Vingt ans après les premières alertes sanitaires liées à la pollution des fonds marins, l’État a lancé à Marseille un chantier XXL de dépollution dans le parc national des Calanques. Objectif : retirer ou neutraliser des milliers de tonnes de sédiments contaminés par des métaux lourds issus d’anciennes activités industrielles. Un projet d’envergure, mais qui soulève autant d’espoirs que de doutes sur sa faisabilité réelle.
Un héritage industriel lourd à traiter
Pendant plus d’un siècle, les industries chimiques installées autour de Marseille et de Cassis ont rejeté leurs déchets directement dans la mer. Résultat : une contamination durable des fonds, notamment autour de la calanque de Cortiou, point de rejet historique des effluents urbains et industriels.

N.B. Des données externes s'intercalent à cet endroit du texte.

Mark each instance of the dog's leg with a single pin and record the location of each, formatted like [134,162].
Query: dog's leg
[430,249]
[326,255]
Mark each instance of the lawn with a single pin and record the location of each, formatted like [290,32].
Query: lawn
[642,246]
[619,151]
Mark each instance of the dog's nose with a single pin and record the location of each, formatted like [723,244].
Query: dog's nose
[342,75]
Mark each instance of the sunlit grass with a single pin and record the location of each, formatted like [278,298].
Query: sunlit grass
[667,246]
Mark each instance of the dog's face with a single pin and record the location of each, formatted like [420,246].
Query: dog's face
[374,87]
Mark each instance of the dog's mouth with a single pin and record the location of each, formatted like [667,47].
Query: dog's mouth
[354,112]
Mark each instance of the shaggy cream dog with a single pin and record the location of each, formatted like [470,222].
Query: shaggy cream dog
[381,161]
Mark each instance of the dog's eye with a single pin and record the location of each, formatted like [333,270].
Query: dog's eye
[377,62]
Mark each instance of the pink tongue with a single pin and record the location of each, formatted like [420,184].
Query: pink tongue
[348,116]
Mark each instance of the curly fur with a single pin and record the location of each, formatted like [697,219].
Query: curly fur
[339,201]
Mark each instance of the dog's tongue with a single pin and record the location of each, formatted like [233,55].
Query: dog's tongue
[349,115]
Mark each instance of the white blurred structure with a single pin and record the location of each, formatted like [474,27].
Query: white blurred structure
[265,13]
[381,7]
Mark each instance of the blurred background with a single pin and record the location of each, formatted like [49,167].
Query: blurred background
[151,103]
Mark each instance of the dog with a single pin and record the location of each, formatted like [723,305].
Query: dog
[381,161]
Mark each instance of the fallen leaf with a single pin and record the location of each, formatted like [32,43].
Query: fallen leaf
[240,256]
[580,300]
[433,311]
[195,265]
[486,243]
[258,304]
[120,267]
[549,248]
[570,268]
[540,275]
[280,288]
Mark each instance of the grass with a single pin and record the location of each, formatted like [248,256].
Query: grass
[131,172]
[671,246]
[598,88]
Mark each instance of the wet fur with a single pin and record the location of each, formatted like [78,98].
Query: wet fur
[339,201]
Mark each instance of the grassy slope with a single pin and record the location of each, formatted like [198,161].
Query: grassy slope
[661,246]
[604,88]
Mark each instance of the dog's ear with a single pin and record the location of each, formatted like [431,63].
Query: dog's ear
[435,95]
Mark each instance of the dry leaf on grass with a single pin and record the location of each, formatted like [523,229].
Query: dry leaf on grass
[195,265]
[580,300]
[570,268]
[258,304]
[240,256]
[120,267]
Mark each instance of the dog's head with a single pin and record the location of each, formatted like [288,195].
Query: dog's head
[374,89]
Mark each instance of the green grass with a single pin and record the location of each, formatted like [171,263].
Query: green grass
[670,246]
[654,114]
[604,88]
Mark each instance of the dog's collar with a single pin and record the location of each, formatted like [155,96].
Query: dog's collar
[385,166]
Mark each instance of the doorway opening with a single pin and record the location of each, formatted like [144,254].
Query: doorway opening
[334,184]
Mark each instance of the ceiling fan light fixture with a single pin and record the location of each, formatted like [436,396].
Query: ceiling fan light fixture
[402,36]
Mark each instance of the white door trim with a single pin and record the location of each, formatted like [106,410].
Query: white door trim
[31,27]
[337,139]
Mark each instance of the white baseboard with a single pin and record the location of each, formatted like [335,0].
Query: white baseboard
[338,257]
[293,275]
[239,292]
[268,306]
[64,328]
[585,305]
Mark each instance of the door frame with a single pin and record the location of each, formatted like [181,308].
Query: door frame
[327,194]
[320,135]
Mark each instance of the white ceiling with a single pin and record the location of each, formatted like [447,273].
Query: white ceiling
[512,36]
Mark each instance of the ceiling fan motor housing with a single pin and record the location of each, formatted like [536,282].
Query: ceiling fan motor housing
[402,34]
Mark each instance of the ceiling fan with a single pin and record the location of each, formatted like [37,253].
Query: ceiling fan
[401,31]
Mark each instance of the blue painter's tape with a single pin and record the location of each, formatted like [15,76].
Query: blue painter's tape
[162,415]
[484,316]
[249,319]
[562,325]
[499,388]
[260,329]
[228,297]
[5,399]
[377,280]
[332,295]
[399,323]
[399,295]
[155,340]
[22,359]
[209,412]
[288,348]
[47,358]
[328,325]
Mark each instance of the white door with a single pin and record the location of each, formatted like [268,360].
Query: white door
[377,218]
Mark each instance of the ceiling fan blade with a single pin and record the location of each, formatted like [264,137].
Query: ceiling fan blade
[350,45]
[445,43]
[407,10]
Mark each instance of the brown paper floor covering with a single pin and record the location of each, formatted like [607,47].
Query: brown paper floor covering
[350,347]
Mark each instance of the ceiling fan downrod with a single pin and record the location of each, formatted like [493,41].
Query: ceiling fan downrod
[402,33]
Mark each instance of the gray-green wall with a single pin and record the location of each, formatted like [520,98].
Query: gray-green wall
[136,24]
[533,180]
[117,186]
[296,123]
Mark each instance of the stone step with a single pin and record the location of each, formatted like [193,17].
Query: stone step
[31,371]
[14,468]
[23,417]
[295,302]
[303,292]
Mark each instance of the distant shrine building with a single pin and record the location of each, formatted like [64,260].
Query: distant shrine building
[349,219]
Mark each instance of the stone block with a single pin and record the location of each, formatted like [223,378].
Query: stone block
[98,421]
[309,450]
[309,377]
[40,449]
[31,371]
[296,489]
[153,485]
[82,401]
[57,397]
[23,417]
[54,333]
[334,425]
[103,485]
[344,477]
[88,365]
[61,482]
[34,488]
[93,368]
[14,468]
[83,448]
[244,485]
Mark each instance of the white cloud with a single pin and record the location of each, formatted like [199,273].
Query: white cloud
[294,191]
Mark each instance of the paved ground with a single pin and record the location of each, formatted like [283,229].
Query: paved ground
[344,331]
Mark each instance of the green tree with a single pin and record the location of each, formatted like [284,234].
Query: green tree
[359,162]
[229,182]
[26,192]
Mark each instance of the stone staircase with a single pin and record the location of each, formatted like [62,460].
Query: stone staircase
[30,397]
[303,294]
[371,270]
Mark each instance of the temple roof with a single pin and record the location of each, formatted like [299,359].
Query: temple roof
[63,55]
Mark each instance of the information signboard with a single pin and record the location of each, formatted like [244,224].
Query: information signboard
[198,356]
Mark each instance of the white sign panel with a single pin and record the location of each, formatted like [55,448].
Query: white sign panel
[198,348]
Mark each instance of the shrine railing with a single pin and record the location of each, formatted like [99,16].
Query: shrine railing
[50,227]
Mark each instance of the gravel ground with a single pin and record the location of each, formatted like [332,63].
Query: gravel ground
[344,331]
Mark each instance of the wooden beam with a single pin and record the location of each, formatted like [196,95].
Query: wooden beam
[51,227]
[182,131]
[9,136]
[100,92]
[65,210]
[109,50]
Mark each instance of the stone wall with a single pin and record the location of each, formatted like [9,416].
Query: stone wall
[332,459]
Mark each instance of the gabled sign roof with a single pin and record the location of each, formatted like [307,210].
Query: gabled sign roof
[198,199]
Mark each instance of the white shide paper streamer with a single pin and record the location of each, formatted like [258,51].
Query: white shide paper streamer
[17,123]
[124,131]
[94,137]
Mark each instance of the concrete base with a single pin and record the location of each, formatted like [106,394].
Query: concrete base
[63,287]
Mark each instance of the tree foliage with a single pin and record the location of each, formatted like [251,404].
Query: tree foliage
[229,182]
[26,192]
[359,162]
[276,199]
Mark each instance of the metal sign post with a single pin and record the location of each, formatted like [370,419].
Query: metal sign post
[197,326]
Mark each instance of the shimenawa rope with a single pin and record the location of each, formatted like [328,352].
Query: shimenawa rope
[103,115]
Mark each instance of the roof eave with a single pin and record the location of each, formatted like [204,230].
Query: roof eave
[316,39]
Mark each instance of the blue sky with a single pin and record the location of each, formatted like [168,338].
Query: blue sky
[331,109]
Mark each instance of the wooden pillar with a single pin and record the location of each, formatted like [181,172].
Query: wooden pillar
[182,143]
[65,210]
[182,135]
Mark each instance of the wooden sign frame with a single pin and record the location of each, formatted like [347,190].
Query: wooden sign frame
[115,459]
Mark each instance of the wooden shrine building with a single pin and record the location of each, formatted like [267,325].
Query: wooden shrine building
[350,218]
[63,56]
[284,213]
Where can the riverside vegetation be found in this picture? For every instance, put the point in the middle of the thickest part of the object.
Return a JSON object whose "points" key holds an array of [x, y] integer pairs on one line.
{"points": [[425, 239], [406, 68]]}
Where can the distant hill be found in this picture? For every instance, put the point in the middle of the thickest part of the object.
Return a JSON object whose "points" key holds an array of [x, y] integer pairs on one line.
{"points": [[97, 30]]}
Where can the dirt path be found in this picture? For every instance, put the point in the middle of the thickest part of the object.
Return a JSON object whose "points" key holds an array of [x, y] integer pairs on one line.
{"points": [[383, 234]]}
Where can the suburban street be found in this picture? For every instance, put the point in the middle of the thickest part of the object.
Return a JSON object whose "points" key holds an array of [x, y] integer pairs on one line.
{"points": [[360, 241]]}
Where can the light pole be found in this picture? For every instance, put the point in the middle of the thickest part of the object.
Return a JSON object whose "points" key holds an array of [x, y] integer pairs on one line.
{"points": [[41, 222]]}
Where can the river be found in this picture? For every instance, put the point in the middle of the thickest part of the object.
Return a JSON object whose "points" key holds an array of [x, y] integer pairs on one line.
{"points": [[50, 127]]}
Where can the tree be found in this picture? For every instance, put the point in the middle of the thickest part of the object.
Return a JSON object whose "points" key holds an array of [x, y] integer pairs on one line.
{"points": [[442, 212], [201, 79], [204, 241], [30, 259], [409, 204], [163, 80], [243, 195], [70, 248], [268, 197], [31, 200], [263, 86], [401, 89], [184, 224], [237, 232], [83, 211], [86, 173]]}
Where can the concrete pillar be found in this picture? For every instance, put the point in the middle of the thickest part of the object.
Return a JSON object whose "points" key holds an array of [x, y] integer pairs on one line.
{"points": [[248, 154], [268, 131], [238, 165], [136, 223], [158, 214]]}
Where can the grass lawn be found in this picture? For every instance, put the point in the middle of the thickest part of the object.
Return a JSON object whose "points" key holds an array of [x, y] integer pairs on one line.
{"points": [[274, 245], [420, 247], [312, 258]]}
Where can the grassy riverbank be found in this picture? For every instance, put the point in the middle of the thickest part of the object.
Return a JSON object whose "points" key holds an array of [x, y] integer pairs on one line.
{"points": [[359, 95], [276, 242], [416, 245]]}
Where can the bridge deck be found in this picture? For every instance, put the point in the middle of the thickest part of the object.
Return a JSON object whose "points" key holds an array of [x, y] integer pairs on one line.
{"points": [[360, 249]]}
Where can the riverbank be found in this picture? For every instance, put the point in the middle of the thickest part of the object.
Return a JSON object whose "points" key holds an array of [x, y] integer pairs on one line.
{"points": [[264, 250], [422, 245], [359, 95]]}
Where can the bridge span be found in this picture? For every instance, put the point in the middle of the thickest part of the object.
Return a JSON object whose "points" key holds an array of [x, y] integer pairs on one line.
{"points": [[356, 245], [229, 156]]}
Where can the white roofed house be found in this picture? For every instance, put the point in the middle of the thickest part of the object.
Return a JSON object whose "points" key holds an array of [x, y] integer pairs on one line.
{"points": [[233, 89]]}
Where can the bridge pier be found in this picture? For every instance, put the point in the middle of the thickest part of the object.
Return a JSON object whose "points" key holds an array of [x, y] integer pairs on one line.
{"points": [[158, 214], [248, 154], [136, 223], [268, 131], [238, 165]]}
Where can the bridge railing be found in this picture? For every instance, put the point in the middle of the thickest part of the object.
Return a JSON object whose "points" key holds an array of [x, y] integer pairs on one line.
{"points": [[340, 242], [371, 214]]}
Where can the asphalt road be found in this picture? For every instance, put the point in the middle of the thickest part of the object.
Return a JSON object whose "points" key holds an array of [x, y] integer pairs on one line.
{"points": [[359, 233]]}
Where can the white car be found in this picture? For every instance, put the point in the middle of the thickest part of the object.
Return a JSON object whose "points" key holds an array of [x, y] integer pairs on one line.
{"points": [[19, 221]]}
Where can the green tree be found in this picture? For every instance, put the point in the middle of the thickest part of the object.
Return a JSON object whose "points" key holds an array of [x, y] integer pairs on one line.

Les analyses réalisées ces dernières années montrent des concentrations élevées de mercure, d’arsenic et de plomb dans les sédiments. Ces polluants persistent, s’accumulent dans la faune marine et menacent durablement les écosystèmes côtiers. La dépollution lancée en 2025 prévoit plusieurs étapes : confinement des zones les plus touchées, dragage ciblé des sédiments et suivi écologique renforcé sur une décennie.
Mais sur le terrain, la tâche s’annonce complexe. Les zones concernées sont vastes, difficiles d’accès et proches d’espaces naturels protégés. Les associations locales redoutent que le chantier ne provoque des remises en suspension de polluants, aggravant temporairement la contamination.
Un chantier test pour la dépollution marine en France
Ce projet constitue une première à l’échelle nationale. Jamais la France n’avait engagé une opération de dépollution marine d’une telle ampleur. Il mobilise près de 80 millions d’euros, financés par l’État, les collectivités locales et l’Union européenne. Des technologies innovantes seront expérimentées, notamment des barrières sédimentaires et des procédés de traitement in situ inspirés de techniques scandinaves.
Les scientifiques rappellent toutefois que la dépollution totale est illusoire : il s’agit davantage de réduire les risques environnementaux que d’effacer toute trace de pollution. La clé sera la surveillance continue des fonds marins et l’adaptation des techniques au fil du temps.
Au-delà du cas marseillais, le chantier des Calanques pourrait devenir un prototype national pour d’autres sites littoraux pollués, comme ceux de l’estuaire de la Seine ou du golfe de Fos. S’il réussit, il prouvera qu’une gestion active de la pollution marine est possible. Mais il rappellera aussi à quel point les passifs industriels continuent, des décennies plus tard, à peser sur les milieux naturels.